XXII DOMINGO ORDINARIO - C

 Lc 20, 27-38


En aquel tiempo, se acercaron a Jesús unos saduceos, que niegan la resurrección, y le preguntaron:

- Maestro, Moisés nos dejó escrito: Si a uno se le muere su hermano, dejando mujer, pero sin hijos, cásese con la viuda y dé descendencia a su hermano. Pues bien, había siete hermanos: el primero se casó y murió sin hijos. Y el segundo y el tercero se casaron con ella, y así los siete murieron sin dejar hijos. Por último, murió la mujer. Cuando llegue la resurrección, ¿de cuál de ellos será la mujer? Porque los siete han estado casados con ella.

Jesús les contestó:

- En esta vida, hombres y mujeres se casan; pero los que sean juzgados dignos de la vida futura y de la resurrección de entre los muertos no se casarán. Pues ya no pueden morir, son como ángeles; son hijos de Dios, porque participan en la resurrección. Y que resucitan los muertos, el mismo Moisés lo indica en el episodio de la zarza, cuando llama al Señor «Dios de Abrahán, Dios de Isaac, Dios de Jacob». No es Dios de muertos, sino de vivos; porque para él todos están vivos.

 

COMENTARIO:

 Allá por el siglo XVI santa Teresa componía unos versos, expresión de su vida mística: «Vivo sin vivir en mí, y tan alta vida espero, que muero porque no muero». Y de esto les habla hoy un poco san Lucas a los buenos cristianos de su comunidad: ¿Qué es lo importante en la vida? ¿Para qué estamos aquí? ¿Dónde deben dirigirse nuestras miradas, nuestras aspiraciones? ¿Cuál es el norte, hacia donde debemos encaminar nuestros pasos para no perdernos en lo circunstancial, en lo superfluo, en lo secundario, en lo que no cuenta apenas nada o sencillamente estorba?

San Lucas nos sugiere que de lo que se trata es de ser juzgados dignos de la resurrección de entre los muertos al final de nuestros días. Aquellos buenos cristianos de entonces no parece que pusieran en duda la resurrección de entre los muertos, pero sí estaban desorientados sobre el camino para alcanzarla.

Hoy tal vez tengamos el mismo o parecido problema en nuestros días, aunque seguramente más acusado. La preocupación por el final no nos abruma: ¡Hay tantas cosas que nos lo mantienen a distancia! ¡En Europa, vivimos tan a gusto en nuestro mundo de bienestar! El problema del más allá, de la resurrección no nos preocupa de modo inmediato, ni siquiera a medio plazo.

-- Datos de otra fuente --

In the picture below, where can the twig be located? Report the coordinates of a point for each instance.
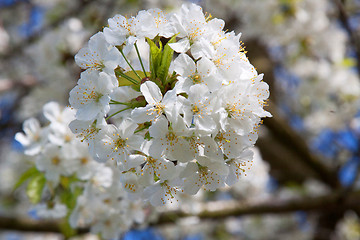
(354, 39)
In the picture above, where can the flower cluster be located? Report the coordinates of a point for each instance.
(66, 181)
(171, 123)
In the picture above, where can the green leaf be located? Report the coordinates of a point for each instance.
(66, 181)
(35, 187)
(155, 58)
(31, 172)
(66, 229)
(166, 58)
(125, 82)
(69, 198)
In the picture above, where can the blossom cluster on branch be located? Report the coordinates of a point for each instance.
(171, 125)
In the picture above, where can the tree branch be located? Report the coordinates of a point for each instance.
(215, 210)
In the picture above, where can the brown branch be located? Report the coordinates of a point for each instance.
(223, 209)
(215, 210)
(354, 38)
(290, 139)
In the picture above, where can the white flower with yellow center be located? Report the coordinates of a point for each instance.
(157, 104)
(99, 55)
(91, 96)
(117, 143)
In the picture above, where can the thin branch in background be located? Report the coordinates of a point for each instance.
(354, 38)
(17, 49)
(214, 210)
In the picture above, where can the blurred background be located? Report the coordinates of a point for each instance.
(304, 181)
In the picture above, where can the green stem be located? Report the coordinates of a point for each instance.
(138, 53)
(117, 112)
(122, 53)
(139, 130)
(116, 102)
(130, 79)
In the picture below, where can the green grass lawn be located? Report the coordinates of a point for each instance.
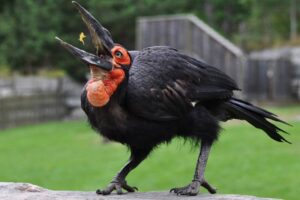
(70, 156)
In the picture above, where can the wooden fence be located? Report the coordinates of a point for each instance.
(260, 77)
(193, 37)
(28, 100)
(270, 78)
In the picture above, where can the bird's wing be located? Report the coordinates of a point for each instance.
(165, 84)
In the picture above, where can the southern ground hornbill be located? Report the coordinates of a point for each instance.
(144, 98)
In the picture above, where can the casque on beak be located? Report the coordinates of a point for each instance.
(101, 39)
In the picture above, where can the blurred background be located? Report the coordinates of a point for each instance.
(45, 140)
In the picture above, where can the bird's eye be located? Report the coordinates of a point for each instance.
(118, 54)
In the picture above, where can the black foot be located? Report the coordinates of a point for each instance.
(193, 188)
(116, 185)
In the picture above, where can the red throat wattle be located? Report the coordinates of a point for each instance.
(102, 85)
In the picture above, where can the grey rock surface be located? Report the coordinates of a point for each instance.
(26, 191)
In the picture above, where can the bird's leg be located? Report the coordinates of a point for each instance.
(193, 187)
(119, 181)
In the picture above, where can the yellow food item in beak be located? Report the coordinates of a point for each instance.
(81, 37)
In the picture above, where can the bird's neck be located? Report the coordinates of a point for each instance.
(100, 88)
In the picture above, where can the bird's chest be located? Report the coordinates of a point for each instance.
(110, 122)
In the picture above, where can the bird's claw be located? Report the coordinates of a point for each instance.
(117, 185)
(193, 188)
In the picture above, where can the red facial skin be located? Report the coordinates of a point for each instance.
(102, 86)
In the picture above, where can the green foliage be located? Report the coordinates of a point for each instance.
(70, 156)
(28, 27)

Entre quienes seguimos plateándonos el tema de la resurrección y cuál ha de ser nuestro proyecto de vida encaminado a su consecución, sí que es importante adentrarse en el texto evangélico de san Lucas y plantearnos cuál es lo más importante en la vida, cuál ha de ser tomado como secundario, y qué no debe preocuparnos en absoluto.

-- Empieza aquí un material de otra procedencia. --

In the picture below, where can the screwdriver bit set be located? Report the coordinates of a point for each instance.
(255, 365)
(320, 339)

Santa Teresa en su poema de amor místico nos da unas pistas. Si leemos el poema con detenimiento podremos fácilmente encontrarlas: nos ayudarán a orientar nuestra propia vida. Cuando nuestras preocupaciones se centran en nosotros mismos, procurándonos todo lo necesario para gozar de una vida confortable, excluyendo de nuestra cercanía a todo y a todos los que puedan perturbar nuestra comodidad, entonces hemos escogido el camino equivocado. Santa Teresa dice que hemos de salir de nosotros mismos, de nuestro amor egocéntrico, para que el sitio pueda ocuparlo el amor de Dios, que se proyecta siempre hacia fuera, consiste en dar sin pedir nada a cambio. Cuando consigamos que este Amor ocupe el lugar del amor egocéntrico, nos será fácil trazar un proyecto personal de vida que nos encamine hacia la resurrección. En una palabra, solo así seremos, un día, juzgados dignos de la resurrección de entre los muertos.

Finalmente nosotros rezamos el credo en cada eucaristía y rezamos así, manifestando nuestra fe: «Creo en Dios, Padre todopoderoso». Nosotros, a semejanza de Dios, también somos padres y damos todo para que nuestros hijos gocen de una vida larga y feliz. Lo damos todo por su bienestar, por su salud, para que no les falte de nada, privándonos nosotros de casi todo. Pero nosotros no somos todopoderosos y por tanto nuestros hijos también sufren y mueren, pero a Dios Padre todopoderoso no se le muere ninguno de sus hijos. Nuestra fe en la vida eterna se proyecta en la esperanza confiada en Dios, Padre todopoderoso.

Cuando ahora proclamemos nuestra fe rezando el credo de la eucaristía, seamos conscientes de lo que afirmamos.